In this study, quality of care, and the safety or needs of families and patients, are not considered from a clinical perspective. They instead are examined in terms of the potential for people to obtain assistance or answers to their questions or requests. They are also studied in light of the perception by workers and families of the conditions for a safe transfer of responsibilities. The research focuses on assessment of the ability of patients and their next of kin to take on delivery of some care. It seeks to determine whether they find a response to their requests, concerns or questions about the responsibilities they must take on, as well as the source of any such response.

Results

The study shows that the ambulatory shift is based on and simultaneously reinforces a dumbing-down of care. There is a presumption that anyone can deliver a range of care that authorities claim is easy for lay people to understand and deliver. In fact, care is often more complex for patients and their families than for professional workers. This situation is specifically linked to:

  • the complexity of patients' health problems, and
  • the complexity of the home situation in which care is delivered - a physical, social, private and non-specialized environment.
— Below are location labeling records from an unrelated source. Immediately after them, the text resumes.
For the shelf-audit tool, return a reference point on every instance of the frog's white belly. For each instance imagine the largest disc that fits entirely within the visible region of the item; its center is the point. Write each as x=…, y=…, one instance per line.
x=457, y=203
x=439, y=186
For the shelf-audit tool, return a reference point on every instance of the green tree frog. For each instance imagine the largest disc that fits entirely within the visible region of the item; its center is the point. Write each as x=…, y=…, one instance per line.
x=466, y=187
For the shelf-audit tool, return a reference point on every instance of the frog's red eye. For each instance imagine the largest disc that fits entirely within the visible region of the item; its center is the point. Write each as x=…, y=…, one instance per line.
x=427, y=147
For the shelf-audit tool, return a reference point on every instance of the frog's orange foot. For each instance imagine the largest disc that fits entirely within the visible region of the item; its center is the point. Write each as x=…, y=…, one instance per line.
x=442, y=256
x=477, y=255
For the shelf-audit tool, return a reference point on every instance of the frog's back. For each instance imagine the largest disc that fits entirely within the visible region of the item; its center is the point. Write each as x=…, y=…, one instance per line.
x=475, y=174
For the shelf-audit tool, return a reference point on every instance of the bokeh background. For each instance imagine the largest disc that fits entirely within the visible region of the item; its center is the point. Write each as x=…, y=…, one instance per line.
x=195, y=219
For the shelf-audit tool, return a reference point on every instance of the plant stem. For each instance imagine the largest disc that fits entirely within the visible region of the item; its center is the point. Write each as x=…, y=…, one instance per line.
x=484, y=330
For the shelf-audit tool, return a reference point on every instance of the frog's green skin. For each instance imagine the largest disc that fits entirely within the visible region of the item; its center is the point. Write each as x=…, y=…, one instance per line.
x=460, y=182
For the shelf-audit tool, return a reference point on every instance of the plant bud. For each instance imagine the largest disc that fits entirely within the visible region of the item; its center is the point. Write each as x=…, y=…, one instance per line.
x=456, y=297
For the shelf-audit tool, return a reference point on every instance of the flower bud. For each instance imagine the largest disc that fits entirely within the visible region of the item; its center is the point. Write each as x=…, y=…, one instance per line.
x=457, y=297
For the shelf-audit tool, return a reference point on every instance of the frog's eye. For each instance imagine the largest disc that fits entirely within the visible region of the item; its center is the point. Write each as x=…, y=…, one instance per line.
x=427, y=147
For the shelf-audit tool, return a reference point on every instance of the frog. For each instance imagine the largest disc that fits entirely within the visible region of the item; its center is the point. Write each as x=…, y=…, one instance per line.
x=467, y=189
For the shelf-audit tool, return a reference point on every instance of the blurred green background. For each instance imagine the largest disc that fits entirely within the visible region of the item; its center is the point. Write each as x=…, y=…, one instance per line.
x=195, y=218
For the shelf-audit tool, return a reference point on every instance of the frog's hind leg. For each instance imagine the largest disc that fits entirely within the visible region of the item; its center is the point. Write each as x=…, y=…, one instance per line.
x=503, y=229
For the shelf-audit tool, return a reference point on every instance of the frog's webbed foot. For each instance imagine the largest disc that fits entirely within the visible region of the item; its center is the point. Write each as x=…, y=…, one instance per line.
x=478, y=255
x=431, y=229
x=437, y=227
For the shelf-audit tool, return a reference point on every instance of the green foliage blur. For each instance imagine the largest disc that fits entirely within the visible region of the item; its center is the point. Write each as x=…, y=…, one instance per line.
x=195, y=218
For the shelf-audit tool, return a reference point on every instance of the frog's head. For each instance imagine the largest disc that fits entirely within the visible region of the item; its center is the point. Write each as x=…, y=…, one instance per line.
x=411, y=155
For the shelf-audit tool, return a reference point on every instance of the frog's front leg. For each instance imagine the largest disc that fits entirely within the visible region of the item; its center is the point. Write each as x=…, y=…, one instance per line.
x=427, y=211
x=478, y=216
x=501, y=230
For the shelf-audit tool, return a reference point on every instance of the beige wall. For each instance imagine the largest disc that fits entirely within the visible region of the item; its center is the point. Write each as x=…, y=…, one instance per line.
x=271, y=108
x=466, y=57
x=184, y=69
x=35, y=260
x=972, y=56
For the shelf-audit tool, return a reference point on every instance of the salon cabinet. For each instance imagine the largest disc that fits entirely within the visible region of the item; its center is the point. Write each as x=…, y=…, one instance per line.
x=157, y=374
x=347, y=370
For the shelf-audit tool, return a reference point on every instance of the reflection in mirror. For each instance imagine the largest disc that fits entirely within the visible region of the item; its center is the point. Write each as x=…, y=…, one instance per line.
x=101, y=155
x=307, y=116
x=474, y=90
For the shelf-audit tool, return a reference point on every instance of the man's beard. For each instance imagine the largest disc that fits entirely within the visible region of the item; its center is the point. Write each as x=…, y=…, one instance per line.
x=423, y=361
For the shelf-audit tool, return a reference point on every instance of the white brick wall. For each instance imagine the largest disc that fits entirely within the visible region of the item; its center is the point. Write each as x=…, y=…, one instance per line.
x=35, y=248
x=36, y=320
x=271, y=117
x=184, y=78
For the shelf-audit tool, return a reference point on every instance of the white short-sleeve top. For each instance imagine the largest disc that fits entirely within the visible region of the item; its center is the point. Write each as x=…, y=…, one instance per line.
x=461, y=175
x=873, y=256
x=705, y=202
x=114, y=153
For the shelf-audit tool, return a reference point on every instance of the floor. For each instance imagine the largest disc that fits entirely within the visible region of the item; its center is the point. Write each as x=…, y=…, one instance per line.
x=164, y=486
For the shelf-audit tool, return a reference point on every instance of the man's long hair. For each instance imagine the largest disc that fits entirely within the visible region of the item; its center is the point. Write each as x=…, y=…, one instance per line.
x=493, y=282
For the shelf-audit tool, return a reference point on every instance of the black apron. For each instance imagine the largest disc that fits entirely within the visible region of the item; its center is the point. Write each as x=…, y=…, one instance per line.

Transfer of responsibility for care from hospitals to patients and their families affects their personal, social, family and work life as well as their physical and mental health. Homecare also entails financial costs that can prove substantial in some cases for patients and their families. Moreover, while patients may want to return home quickly, the same cannot necessarily be said of their families.

The study highlights a series of ideal conditions for people to feel safe and comfortable providing or receiving care at home.

  • Transfer is easier when people are willing and motivated, and have assistance from a relative at home.
  • Preparation and follow-up must be given special attention-patients and their families must be given time to assimilate the information, procedures and techniques, to build their confidence.
  • Time must be taken to inform patients and their families (about the disease, care and side effects), to listen to them and consult with them.
  • Support must be ongoing. Safety at home must be assured by providing easy access at all times to qualified resources in case problems arise. These resources, which are also "ambulatory," must be able to travel in order to handle emergencies and conduct home visits.

Patients with financial resources or some level of comfort have a head start, but homecare cannot be solely dependent on patients and their families. When most of these conditions have been met, the ambulatory shift proceeds smoothly. When several are missing, problems - sometimes major - can arise.

Approach

The research focused on five client groups: intravenous antibiotic therapy, hip fracture, palliative care, chronic obstructive lung disease, and strokes. The research was conducted in five Quebec regions: the Lower St. Lawrence, Montreal, the Outaouais, Quebec City and the Saguenay.

Between January 1999 and November 2000, the research team interviewed workers in hospital settings (bedside nurses and link nurses, physicians, social workers, physiotherapists and occupational therapists), CLSC workers (nurses, visiting homemakers, physiotherapists, social workers, occupational therapists or managers) and patients and their families. The interviews conducted in the five regions were divided as follows:

  • Hospitals: 17 group interviews, plus 7 individual interviews;
  • CLSC: 9 group interviews, plus 2 individual interviews;
  • Patients and their families: 120 individual interviews.

The research did not cover the frequency of situations or the respective weight of each variable. The sample was not intended to be statistically representative. The objective instead was to identify a wide variety of situations and obtain an overview of the difficulties encountered and the solutions found. The research therefore did not attempt to make a systematic comparison of the five client groups and five regions for a series of variables, which is impossible given the size of the sample and the many factors involved. Standard situations were identified to see how patients and their families react, and to describe the assistance and report received.